The central bank's rate movements are exacting a high toll
As of the week ending October 28, around 47% of Canadians indicated a belief that their financial situations have worsened over the past year, according to the latest poll conducted by Nanos Research for Bloomberg.
This was the highest reading for this metric so far, ever since Nanos began its surveys in 2008. Nanos said that this share exceeded even the levels seen during the height of the pandemic and the global financial crisis. Just a little over 13% of respondents said that their finances have improved.
Consumers’ financial sentiment weakened for the ninth straight week, with the Bloomberg Nanos Canadian Confidence Index settling at 42.1. Nanos said that this was its lowest level so far, not counting the most recent economic crises.
More than six in 10 Canadians (64%) said that they are bracing for a weaker economy within the next half-year, while only 9% are anticipating an improvement.

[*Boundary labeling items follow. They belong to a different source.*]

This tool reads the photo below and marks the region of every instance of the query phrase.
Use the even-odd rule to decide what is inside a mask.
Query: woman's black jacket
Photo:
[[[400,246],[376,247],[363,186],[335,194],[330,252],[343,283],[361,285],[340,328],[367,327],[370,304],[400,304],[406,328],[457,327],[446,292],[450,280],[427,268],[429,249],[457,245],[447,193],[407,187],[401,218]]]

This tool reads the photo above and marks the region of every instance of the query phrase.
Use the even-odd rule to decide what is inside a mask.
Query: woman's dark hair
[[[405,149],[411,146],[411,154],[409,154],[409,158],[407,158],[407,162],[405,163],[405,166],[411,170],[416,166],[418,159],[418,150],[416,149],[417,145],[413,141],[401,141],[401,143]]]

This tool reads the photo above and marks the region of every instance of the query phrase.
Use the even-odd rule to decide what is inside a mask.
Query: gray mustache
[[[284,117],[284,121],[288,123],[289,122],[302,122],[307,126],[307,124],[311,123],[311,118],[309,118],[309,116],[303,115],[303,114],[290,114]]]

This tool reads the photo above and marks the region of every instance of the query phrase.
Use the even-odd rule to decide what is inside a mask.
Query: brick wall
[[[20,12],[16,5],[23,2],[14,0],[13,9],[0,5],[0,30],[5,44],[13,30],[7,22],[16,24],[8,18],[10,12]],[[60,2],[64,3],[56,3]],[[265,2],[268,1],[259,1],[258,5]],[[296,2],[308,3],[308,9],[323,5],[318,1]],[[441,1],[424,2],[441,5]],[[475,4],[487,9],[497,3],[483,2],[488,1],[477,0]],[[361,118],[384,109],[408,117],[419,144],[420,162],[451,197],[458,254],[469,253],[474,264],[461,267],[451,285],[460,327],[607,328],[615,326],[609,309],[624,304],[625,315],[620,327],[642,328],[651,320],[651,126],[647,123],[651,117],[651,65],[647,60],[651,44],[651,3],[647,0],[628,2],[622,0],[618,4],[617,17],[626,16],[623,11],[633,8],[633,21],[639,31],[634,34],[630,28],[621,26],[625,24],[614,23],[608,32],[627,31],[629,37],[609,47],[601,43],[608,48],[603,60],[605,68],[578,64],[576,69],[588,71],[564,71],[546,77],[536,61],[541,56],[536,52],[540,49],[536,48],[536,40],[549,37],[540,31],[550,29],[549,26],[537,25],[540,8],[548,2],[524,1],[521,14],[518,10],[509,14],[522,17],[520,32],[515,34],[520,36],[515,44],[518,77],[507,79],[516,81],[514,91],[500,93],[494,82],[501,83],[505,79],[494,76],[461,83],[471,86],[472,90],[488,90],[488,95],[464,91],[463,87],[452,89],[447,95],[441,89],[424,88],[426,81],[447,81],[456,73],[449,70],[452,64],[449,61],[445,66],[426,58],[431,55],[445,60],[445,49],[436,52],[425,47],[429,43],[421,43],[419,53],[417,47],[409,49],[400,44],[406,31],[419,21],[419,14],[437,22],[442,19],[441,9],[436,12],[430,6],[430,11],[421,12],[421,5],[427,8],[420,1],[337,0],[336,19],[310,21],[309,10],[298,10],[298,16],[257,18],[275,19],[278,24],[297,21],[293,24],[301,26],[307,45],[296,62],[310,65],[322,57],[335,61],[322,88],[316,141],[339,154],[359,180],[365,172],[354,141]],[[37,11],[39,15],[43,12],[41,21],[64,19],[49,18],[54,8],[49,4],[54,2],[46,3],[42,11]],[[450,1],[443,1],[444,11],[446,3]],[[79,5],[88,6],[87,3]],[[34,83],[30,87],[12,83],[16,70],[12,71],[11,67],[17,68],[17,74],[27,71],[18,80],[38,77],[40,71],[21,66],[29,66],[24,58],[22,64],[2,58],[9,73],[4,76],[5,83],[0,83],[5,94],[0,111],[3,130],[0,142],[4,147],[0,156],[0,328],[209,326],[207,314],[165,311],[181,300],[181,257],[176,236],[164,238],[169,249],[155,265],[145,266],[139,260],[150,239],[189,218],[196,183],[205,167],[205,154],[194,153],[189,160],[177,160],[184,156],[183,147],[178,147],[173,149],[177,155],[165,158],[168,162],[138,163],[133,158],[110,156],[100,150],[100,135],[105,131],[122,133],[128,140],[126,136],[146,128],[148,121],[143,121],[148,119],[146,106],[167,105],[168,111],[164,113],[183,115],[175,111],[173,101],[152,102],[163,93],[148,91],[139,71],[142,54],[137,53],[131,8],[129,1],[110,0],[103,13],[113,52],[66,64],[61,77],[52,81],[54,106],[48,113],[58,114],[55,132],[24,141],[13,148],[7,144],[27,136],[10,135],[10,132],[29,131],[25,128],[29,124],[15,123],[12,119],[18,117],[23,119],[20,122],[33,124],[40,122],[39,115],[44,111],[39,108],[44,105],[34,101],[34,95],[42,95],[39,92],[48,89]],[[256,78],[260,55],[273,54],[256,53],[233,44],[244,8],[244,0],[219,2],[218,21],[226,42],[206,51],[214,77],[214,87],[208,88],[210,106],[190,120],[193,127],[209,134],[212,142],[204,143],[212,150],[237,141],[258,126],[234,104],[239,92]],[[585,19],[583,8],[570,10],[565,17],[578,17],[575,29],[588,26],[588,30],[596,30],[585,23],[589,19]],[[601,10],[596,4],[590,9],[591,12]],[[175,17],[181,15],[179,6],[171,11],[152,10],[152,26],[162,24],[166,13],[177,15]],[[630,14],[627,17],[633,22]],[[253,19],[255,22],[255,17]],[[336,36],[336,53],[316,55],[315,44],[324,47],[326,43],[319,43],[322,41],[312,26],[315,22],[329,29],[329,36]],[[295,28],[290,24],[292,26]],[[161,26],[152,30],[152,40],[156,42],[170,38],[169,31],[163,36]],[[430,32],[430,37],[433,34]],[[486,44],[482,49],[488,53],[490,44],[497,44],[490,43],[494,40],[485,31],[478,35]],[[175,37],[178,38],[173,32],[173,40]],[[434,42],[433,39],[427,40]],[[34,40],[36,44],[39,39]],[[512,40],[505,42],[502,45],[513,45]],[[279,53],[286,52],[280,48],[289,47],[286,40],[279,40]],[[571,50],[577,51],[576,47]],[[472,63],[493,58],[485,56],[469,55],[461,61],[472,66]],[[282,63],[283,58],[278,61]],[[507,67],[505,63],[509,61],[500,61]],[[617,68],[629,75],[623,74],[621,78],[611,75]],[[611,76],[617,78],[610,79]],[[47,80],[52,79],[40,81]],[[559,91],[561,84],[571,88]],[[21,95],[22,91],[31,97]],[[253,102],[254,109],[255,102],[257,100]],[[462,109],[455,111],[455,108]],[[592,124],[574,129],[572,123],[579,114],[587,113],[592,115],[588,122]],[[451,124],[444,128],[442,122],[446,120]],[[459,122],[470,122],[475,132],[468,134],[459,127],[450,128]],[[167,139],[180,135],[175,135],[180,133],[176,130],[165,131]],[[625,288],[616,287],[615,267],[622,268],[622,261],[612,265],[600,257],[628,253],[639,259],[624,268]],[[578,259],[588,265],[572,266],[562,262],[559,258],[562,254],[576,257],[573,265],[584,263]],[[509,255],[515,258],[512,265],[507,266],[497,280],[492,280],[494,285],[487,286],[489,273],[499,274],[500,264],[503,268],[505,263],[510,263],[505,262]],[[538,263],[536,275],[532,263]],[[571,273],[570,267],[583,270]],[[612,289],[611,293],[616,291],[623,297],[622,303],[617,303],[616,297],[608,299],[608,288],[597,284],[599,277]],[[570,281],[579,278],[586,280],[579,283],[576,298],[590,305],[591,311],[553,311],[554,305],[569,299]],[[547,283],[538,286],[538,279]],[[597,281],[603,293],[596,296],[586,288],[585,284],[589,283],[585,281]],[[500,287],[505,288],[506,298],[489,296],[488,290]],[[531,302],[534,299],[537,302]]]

Fully 40% of Canadians are expecting home prices to fall over the next six months.
Read more: Could rising interest rates crash Canada’s housing market?
These were similar to the results of a recent survey by MNP LTD, which found 59% of Canadians expressing anxiety about the financial impact of the current rate-hike environment.
This level was also the highest point on record since MNP began tracking in 2017.
“After the repeated interest rate hikes this year, it is understandable that Canadians are more concerned than ever about what the impact will be on their finances,” said Grant Bazian, president of MNP LTD.
“Our findings show that renters and lower-income households are more financially vulnerable to the impacts of rising interest rates and the cost-of-living. These groups will need to be particularly cautious with their spending in the coming months to keep themselves out of financial trouble.”